Excitatory amino acid agonists and antagonists: pharmacology and therapeutic applications.

作者信息

Trist D G

机构信息

Glaxo Wellcome Medicines Research Centre, Verona, Italy.

出版信息

Pharm Acta Helv. 2000 Mar;74(2-3):221-9. doi: 10.1016/s0031-6865(99)00053-9.

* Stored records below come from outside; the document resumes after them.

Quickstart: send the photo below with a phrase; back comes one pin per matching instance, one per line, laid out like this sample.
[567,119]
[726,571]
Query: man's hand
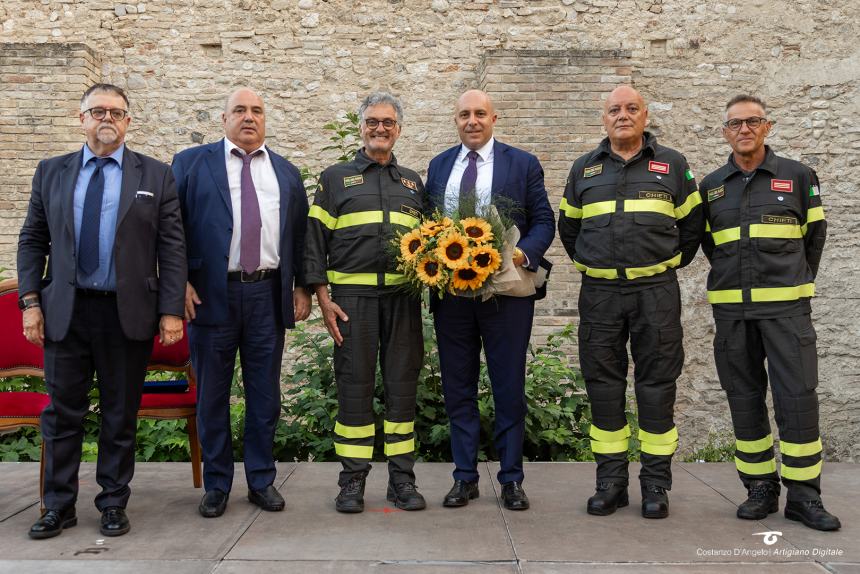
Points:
[191,299]
[301,303]
[34,326]
[170,330]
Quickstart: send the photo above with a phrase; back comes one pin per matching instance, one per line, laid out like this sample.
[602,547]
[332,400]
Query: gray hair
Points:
[380,98]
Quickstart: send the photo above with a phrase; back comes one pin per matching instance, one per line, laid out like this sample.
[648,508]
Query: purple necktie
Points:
[252,224]
[467,184]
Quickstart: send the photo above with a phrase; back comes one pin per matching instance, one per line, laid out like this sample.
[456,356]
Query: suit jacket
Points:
[207,213]
[148,249]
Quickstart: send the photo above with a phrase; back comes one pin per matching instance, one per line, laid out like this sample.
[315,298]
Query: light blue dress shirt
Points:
[104,277]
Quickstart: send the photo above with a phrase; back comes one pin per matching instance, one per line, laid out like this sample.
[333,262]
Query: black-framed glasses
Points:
[373,123]
[752,123]
[116,114]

DOI:10.1016/s0031-6865(99)00053-9
PMID:10812962
Abstract

Glutamic acid is the major excitatory neurotransmitter in the mammalian central nervous system (CNS). Specific receptors bind glutamate and some of these when activated open an integral ion channel and are thus known as ionotropic receptors. Within the ionotropic family of glutamate receptors, three major subtypes have been identified using classical specific agonist activation, selective competitive antagonists together with their structural heterogeneity. These receptors have thus been named N-methyl-D-aspartate (NMDA), alpha-amino-3-hydroxy-5-methyl-4-isoxazole propionate (AMPA) and kainate receptors. The NMDA receptor has sites in addition to its agonist-binding site and these seem to either positively or negatively modulate the agonist effect. The NMDA receptor also is unique in that another amino acid, glycine, acts as a co-agonist with glutamate. Changes in glutamate transmission have been associated with a number of CNS pathologies; these include, acute stroke, chronic neurodegeneration, chronic pain, depression, drug dependency, epilepsy, Parkinson's Disease and schizophrenia.

摘要

谷氨酸是哺乳动物中枢神经系统(CNS)中的主要兴奋性神经递质。特定受体与谷氨酸结合,其中一些受体在激活时会打开一个完整的离子通道,因此被称为离子型受体。在谷氨酸受体的离子型家族中,通过经典的特异性激动剂激活、选择性竞争性拮抗剂以及它们的结构异质性,已鉴定出三种主要亚型。因此,这些受体被命名为N-甲基-D-天冬氨酸(NMDA)、α-氨基-3-羟基-5-甲基-4-异恶唑丙酸(AMPA)和海人藻酸受体。NMDA受体除了其激动剂结合位点外还有其他位点,这些位点似乎对激动剂效应有正向或负向调节作用。NMDA受体的独特之处还在于,另一种氨基酸甘氨酸与谷氨酸一起作为共激动剂起作用。谷氨酸传递的变化与多种中枢神经系统疾病有关;这些疾病包括急性中风、慢性神经退行性变、慢性疼痛、抑郁症、药物依赖、癫痫、帕金森病和精神分裂症。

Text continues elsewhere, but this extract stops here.